When a voter is not a native of the United States, the proof of his right to bote must be the production of his certificate of his naturalization; or of his declaration of intention under the seal of the court, and the want of it cannot be supplied by his oath.
In case he has only declared his intention to become a citizen, he must then be sworn by the judges or a Justice of the Peace to support the constitution of the United States and the provisions of the "Act of Congress, approved May 30, 1854, to organize the Territories of Nebraska and Kansas." When this latter oath is administered, the word "oath" should be marked opposite his name on the list.
The meaning of the lst proviso, relative to the army and navy is, that the persons designated in it shall not vote if their presence in the Territory is referable only to the performance of their duties, and the obedience of orders. The officer or soldier who would vote here, must have a residence here (the meaning of which is already explained) irrespective and independent of his presence here under orders.

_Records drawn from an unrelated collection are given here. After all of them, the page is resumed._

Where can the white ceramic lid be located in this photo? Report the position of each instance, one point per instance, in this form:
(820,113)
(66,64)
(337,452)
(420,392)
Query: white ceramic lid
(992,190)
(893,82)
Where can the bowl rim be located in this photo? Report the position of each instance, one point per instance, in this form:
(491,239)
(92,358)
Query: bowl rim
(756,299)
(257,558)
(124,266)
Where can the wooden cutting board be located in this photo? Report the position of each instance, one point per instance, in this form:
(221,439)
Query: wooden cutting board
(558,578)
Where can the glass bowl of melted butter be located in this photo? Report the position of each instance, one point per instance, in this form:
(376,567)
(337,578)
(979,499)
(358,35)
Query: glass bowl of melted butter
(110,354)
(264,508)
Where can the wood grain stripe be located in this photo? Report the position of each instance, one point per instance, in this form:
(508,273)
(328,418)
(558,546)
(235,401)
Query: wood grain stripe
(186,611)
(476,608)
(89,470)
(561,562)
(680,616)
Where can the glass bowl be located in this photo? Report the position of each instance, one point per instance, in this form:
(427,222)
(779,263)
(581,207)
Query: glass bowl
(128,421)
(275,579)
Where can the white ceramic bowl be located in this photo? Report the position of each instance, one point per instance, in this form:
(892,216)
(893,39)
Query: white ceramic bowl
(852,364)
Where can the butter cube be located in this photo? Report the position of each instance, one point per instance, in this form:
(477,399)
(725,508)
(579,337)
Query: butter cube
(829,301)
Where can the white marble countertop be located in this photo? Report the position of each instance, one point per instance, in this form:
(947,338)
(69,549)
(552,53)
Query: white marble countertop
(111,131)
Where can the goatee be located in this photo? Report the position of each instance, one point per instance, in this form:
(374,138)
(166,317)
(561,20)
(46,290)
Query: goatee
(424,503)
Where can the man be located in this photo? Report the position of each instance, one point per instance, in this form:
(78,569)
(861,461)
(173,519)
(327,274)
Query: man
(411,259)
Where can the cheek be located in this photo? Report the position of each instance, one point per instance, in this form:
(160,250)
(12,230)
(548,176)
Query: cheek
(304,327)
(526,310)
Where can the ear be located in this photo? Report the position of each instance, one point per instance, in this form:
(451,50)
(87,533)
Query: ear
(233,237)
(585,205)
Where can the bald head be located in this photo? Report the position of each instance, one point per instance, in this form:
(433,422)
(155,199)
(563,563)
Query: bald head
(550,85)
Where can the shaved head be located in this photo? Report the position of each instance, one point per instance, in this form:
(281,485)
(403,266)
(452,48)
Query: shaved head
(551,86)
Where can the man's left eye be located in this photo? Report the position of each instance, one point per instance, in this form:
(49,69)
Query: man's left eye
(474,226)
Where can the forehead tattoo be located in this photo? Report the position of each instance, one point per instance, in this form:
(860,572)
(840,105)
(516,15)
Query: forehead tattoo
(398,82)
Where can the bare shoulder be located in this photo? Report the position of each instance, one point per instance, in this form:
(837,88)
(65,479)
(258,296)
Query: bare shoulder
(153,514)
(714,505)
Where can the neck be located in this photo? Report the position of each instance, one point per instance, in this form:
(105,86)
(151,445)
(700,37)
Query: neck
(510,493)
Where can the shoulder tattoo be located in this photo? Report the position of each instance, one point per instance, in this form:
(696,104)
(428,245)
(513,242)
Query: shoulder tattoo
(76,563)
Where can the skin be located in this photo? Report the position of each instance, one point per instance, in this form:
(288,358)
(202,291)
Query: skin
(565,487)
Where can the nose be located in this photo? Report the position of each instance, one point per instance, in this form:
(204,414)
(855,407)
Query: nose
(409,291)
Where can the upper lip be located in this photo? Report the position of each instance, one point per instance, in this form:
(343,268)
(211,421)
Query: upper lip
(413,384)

It is perhaps unnecessary to say that every voter can vote only in his own district.
In case any person or persons shall dispute the fairness or correctness of the return of any election district, they shall make a written statement directed to the Governor and setting forth the specific causes of complaint, or errs in the conducting or returning of the election in said district, signed by not less than ten qualified voters of the Territory, and with an affidavit of one or more qualified voters to the truth of the facts therein stated; and the said complaint and affidavit shall be presented to the Governor on or before the 4th day of December next, when the proceedings will be taken to hear and decide such complaint.
Prior to the issuing of the proclamation, and, in fact, ever since the first arrival of Eastern emigrants at Lawrence, there had been increased and continued excitement all along the Missouri border. Public meetings were held in every considerable village, at which resolutions more or less intemperate in tone were passed against the Eastern Abolitionists, as all were indiscriminately classed, who came out under the auspices of or identified with the now numerous Kansas emigrant leagues, that had sprung up in nearly every free State, and whose "Ho! for Kansas" advertisement filled the columns of the Northern papers.
The Platte County Argus reflected the general sentiment of its patrons in the following, published soon after the arrival of the first party at Lawrence. It sounded the tocsin thus:
It is now time to sound the alarm. We know we speak the sentiments of some of the most distinguished statesmen of Missouri when we advise that counter organizations be made both in Kansas and Missouri to thwart the reckless course of the Abolitionists. We must meet them at their very threshold, and scourge them back to their covers of darkness. They have made the issue, and it is for us to meet and repel them.
The same paper also advertised a reward of $200 for the detection and seizure of Eli Thayer, President of the New England Emigrant Aid Society.
The Democratic Platform hoped, when found, that "he might meet with just such a course of treatment as one of his sort deserves - hanging!" and mildly suggested that A. Guthrie, who had written letters East to induce emigration, should find his just deserts by drowning.